That is great! People always say don't work too hard, but I think hard work makes life more interesting! If I wasn't dealing with paracord all day every day what would I do? I would have to get a TV!


----------



## Vin (Apr 4, 2013)

MidwestCord said:


> How are you doing? I have seen the prices on pre made stuff getting unreasonably low online lately. Everyone is talking about how great of deals they get on *low quality imports*, so I am sure the competition is tough for everyone right now!


You got it there. But for people like me, however, I will only buy US made cord. :cheers1:


----------



## MrParacord (Jun 27, 2013)

Vin said:


> You got it there. But for people like me, however, I will only buy US made cord. :cheers1:


I think if consumers were aware of the true potential of Military/Commercial paracord and its many uses they wouldn't bother with the less quality alternatives seeing as I doubt that it could be used for as many purposes as the better quality cord.

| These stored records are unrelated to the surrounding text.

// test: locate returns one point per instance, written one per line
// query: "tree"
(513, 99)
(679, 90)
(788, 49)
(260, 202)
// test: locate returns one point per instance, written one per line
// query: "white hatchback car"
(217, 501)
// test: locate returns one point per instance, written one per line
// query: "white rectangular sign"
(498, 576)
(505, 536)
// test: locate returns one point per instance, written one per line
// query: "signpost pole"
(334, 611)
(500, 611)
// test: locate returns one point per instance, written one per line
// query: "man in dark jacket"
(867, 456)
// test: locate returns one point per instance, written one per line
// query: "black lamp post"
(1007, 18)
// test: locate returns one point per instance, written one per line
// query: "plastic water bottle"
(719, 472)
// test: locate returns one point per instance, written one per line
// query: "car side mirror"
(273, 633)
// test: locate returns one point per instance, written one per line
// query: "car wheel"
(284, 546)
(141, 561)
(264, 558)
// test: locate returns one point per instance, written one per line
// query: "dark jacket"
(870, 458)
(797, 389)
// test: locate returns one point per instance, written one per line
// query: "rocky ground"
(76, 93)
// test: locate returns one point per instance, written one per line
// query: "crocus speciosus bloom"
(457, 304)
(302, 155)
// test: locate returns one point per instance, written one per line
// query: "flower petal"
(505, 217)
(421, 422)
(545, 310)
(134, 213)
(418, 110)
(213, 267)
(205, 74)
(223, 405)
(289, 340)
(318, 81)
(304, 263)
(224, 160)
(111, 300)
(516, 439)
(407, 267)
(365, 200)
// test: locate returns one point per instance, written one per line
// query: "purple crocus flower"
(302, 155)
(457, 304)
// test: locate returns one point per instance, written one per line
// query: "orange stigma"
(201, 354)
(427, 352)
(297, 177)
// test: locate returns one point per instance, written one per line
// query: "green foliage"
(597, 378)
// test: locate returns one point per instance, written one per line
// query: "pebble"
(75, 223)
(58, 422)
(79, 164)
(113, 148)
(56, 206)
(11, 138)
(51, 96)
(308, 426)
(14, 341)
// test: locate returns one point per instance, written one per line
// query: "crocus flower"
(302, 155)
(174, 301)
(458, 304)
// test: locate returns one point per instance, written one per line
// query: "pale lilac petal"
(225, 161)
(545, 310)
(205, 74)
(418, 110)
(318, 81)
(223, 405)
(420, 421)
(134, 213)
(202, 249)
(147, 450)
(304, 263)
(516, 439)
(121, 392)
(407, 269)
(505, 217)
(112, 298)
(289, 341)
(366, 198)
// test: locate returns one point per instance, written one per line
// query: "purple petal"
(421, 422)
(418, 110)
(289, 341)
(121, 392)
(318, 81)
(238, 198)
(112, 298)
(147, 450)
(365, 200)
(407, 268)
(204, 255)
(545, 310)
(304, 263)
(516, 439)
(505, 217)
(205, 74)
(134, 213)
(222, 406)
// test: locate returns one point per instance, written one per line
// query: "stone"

So in conclusion you get what you pay for but to bad people do not apply this to buying paracord products. I laugh every time I see that paracord junk at a home improvement store.


----------



## MidwestCord (Jul 15, 2013)

I am always shocked at the quality of the paracord and paracord accessories being sold at the craft stores. Compared to the real thing it looks like a toy, and I suppose it is at best a toy.


----------